In den folgenden Zeilen will ich kein gutes Haar an der Monogamie lassen. Nicht, weil ich ihre Anhänger verurteile. Es gibt sicher Paare, die aus Überzeugung und echter Lust aneinander ein Leben lang monogam sind. Ihnen gratuliere ich von Herzen.

Über die Mehrheit will ich schreiben. Die Mehrheit, die betrügt, fremdgeht, Prostituierte aufsucht, mit dem Partner einen Deal hat, Freiräume nutzt, in einer offenen Beziehung oder polyamorid lebt.

Ich schreibe als Angehöriger dieser Mehrheit, ohne die Minderheit verurteilen zu wollen.

Wie alles begann

Bald zwanzig Jahre ist es her, seit ich, an einem Sonntagnachmittag, im Zug nach St. Gallen sass. Mein damaliger Lebensabschnittspartner rief an. Ich log, dass ich zu Hause sässe. Und dachte: «Hoffentlich kommt jetzt keine dieser Lautsprecherdurchsagen.» Denn ich war auf dem Weg, ihn zu betrügen, mit einem Koch, der gerade Zimmerstunde hatte. An den Sex mit dem Koch erinnere ich mich noch heute gern. Genauso wie an viele schöne Momente mit meinem Ex-Partner.

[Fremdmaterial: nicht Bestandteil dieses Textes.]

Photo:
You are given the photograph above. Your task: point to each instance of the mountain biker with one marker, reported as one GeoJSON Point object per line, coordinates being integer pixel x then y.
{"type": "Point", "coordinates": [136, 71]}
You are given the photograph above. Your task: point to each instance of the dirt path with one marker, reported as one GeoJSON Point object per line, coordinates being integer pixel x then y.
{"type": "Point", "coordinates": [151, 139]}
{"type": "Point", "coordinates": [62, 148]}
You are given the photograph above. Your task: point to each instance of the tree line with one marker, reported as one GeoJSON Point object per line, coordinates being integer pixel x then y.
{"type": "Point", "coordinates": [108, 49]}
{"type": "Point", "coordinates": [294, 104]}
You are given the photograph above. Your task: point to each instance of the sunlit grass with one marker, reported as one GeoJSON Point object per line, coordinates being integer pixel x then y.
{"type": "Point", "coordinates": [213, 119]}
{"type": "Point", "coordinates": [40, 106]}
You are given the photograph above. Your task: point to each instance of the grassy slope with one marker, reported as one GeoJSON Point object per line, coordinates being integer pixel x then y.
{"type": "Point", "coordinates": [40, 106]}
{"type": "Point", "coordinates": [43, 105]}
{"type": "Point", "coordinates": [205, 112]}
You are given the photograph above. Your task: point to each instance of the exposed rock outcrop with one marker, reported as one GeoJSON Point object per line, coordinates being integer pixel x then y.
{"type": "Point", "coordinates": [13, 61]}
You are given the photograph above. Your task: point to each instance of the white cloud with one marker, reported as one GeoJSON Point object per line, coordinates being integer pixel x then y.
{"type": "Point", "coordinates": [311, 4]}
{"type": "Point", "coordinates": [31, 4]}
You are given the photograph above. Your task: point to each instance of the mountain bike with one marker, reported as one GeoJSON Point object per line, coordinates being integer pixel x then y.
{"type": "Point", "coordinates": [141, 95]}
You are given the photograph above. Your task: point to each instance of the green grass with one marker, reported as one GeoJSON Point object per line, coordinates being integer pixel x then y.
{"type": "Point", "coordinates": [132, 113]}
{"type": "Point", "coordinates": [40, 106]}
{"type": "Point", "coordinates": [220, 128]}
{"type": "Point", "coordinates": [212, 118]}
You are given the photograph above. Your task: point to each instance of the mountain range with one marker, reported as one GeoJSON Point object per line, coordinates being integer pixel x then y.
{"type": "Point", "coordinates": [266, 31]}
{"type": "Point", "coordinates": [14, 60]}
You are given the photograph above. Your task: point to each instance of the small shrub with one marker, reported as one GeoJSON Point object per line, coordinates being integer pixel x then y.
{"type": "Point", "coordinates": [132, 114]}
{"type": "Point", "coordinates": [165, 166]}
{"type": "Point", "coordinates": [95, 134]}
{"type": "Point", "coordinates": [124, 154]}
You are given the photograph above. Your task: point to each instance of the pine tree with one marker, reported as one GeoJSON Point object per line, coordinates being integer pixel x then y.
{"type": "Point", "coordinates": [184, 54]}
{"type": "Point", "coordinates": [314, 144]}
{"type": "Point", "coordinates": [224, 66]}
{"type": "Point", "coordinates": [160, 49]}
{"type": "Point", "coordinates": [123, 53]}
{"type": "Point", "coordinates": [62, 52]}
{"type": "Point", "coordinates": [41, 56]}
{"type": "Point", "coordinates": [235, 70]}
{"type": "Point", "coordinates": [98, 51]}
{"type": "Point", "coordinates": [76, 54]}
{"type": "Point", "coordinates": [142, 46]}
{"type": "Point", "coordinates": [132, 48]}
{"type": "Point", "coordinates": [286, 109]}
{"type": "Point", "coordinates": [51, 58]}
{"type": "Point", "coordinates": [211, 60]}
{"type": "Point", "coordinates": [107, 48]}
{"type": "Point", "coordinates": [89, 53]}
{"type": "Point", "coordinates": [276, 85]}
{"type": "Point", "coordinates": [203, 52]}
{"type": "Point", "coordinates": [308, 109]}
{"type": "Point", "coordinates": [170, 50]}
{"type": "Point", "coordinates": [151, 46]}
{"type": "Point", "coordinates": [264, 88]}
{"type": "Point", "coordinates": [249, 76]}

Ja, ich versuchte es mit der Monogamie. Immer wieder. Doch wir waren einfach kein passendes Paar. Ich kam mir vor wie ein Tier, das in einen Käfig gesperrt wurde, statt die Savanne durchstreifen zu können. Vielleicht ein Raubtier, auf der Jagd nach Beute. Oder – mit weniger Pathos – ein Erdmännchen, das unter Steinen nach Würmern und Käfern sucht.

In den ersten Jahren hatte ich noch ein schlechtes Gewissen, wenn ich ausserhalb von Beziehungen Sex hatte. Das bekommt man jahrelang eingeimpft. In fast allen Büchern, Filmen, im Alltag: Die Rollen sind verteilt. Wer fremdgeht, ist ein Täter, die Betrogene ein Opfer.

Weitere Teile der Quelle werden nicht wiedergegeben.